Il s’incline légèrement, comme pour me remercier, et nous reprenons notre route vers un long escalier qui descend dans les profondeurs de l’abri jusqu’à une rivière souterraine marquée de plusieurs bains vastes, plus ou moins cernés de tentures visant à protéger la pudeur des baigneurs. Plusieurs des membres du clans sont ici, se baignant joyeusement ou puisant de l’eau. Le vieillard m’indique une vasuqe, précisant que je peux m’y baigner. Je le remercie d’un signe de tête et le laisse partir à ses occupations pendant que je m’approche de la vasque, jetant un coup d’œil autour de moi afin d’assurer n’être pas épiée. Je me débarrasse de toutes mes possessions, ne laissant qu’une chainse de lin écru sur ma peau, descendant jusqu’à mi-cuisse. Ainsi vêtue, je me dirige vers la vasque pour m’y immerger avec délice, alors que de son côté, Daelyrn est déjà en train d’y patauger joyeusement, remuant l’eau dans tous les sens sans faire attention au fait de copieusement m’éclabousser.
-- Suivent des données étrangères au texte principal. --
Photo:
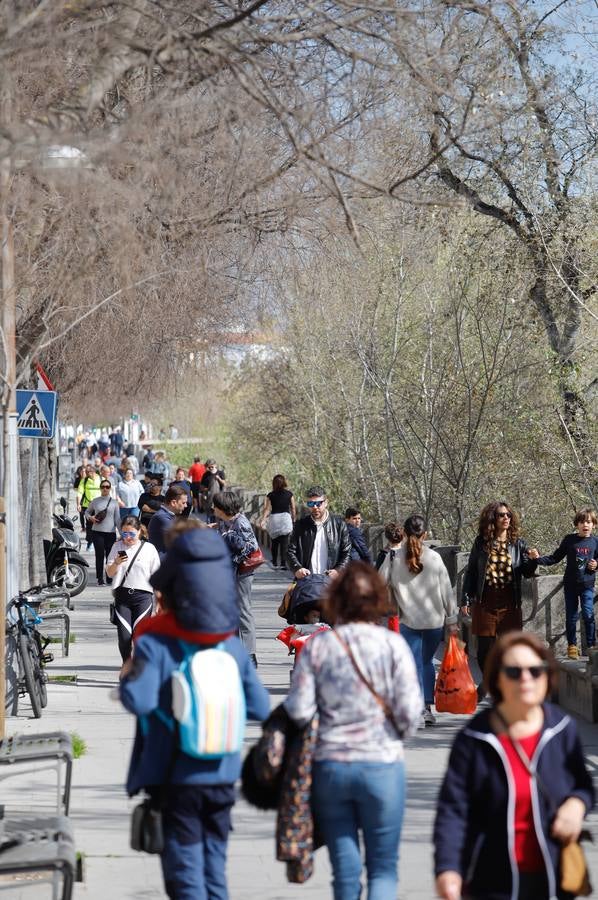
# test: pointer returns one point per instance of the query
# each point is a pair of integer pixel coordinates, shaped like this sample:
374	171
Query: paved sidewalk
100	810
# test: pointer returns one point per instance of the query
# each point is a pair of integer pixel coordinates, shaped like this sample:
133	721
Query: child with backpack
581	552
191	683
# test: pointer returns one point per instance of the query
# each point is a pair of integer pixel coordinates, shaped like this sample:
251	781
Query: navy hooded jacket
198	580
474	832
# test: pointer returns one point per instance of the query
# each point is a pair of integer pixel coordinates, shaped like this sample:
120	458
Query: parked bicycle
21	623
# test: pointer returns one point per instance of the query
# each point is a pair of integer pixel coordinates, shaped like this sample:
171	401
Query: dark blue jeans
573	595
196	827
423	643
349	797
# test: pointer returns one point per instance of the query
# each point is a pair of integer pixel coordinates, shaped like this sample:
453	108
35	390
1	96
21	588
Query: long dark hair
415	528
487	524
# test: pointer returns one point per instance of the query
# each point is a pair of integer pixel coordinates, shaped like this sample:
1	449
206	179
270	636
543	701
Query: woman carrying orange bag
426	602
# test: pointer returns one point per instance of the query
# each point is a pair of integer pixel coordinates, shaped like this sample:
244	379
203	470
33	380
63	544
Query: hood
198	578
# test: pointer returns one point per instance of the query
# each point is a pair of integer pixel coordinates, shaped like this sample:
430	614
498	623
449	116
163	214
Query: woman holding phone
131	563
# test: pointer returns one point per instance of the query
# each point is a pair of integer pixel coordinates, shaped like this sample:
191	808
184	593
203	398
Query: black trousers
280	546
130	608
102	545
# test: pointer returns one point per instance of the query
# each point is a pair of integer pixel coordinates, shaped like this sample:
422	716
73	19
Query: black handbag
147	833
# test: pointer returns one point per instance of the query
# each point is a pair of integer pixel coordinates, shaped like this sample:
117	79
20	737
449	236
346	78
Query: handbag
382	703
574	872
256	558
147	832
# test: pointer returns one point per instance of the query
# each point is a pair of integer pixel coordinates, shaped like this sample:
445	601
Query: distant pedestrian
195	796
181	480
196	473
238	535
426	601
516	788
128	492
393	533
213	481
103	515
278	515
492	584
360	680
131	563
175	501
150	501
580	549
320	543
359	548
87	490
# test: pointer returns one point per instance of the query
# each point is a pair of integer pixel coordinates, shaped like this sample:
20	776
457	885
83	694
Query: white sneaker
429	717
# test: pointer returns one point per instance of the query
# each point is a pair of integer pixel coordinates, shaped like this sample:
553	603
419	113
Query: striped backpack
208	702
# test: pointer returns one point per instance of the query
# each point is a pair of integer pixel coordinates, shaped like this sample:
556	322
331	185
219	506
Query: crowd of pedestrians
177	554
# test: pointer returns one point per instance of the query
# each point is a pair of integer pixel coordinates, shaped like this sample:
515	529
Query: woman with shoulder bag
131	563
361	681
426	603
103	515
516	789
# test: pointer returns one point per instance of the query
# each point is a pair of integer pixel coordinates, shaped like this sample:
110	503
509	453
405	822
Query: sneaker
429	717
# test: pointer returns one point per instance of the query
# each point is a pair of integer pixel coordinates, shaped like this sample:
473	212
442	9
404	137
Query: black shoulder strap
131	563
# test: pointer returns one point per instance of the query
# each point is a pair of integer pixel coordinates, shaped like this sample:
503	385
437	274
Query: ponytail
415	528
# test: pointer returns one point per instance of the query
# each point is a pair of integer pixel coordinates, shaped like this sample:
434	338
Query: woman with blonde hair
426	600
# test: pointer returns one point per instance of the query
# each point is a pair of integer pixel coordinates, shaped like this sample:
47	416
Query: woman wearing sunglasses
132	562
492	584
516	789
103	516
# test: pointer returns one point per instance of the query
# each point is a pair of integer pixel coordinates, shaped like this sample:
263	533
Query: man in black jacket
320	542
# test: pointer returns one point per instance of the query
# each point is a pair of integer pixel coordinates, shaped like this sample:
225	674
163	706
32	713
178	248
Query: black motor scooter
64	564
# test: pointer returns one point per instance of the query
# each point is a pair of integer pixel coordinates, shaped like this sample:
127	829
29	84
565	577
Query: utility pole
10	448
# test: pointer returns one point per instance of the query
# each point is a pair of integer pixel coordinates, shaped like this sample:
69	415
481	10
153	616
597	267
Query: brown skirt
496	613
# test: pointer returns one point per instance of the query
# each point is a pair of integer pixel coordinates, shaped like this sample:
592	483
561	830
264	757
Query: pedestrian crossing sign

Je réagis aussitôt, me jetant sur lui pour le pousser dans l’eau, et nous jouons ainsi plusieurs minutes, mon âme d’enfant retrouvée à coups d’éclaboussures et de rires joyeux. Décompresser, profiter de cet instant de complicité… C’est à cet instant qu’Yliria choisit d’intervenir, elle aussi venue se baigner, sans doute. Sans un mot, elle approche du bassin et s’assied en bordure de celui-ci, trempant ses pieds dans l’eau. Ni d’une, ni de deux, restant dans mon esprit jouasse, je l’éclabousse généreusement, détrempant ses habits. Trempée, elle s’enfuit derrière un rocher, comme pour se cacher. Je la hèle :
« Allez, ramène-toi ! Comment peux-tu résister à tant d’eau après une telle traversée ?! »
Elle revient vite, changée, enroulée dans un tissu violet, et à peine arrivée, se charge de m’éclabousser en retour. Surprise par ce revirement, je cligne un instant des yeux, battant de la bouche comme un poisson, avant de m’immerger complètement dans le bassin, tête comprise, pour en ressortir aussitôt, usant de mon épaisse chevelure détrempée pour envoyer une nouvelle gerbe d’eau en compagnie de la petite, qui s’exclame en me demandant si je suis rafraichie, alors que Daelyrn se fait jouette avec la demi-elfe à son tour.
« Alors, tu vas partir ? »
Le sourire d’Yliria se fane un peu, la question est sensible, et je retrouve moi aussi aussitôt un brin de sérieux, alors qu’elle rétorque, peu sûre d’elle, que c’est dans ses projet. Elle s’excuse de n’avoir pas parlé de ce plan avant de le proposer à Mahal. Je hausse les épaules.
« Oh, c’est normal. On ne pouvait pas s'attendre à... ça. C'est un peu la galère hein ? Comment penses-tu que Sylënn va réagir ? Et d'ailleurs, est-elle l'ennemie coriace que cette Eruïonne décrivait ? »
Je balade la paume de mes mains sur l’eau ayant retrouvé son calme, comme une caresse sur la surface. La pyromancienne me rétorque qu’elle va sans doute passer un sale moment en allant la voir. Puis, s’immergeant jusqu’à la nuque, elle avoue savoir qu’elle a combattu longuement les eruïons par le passé, mais guère plus, ne la connaissant finalement que depuis peu. Je grimace un peu.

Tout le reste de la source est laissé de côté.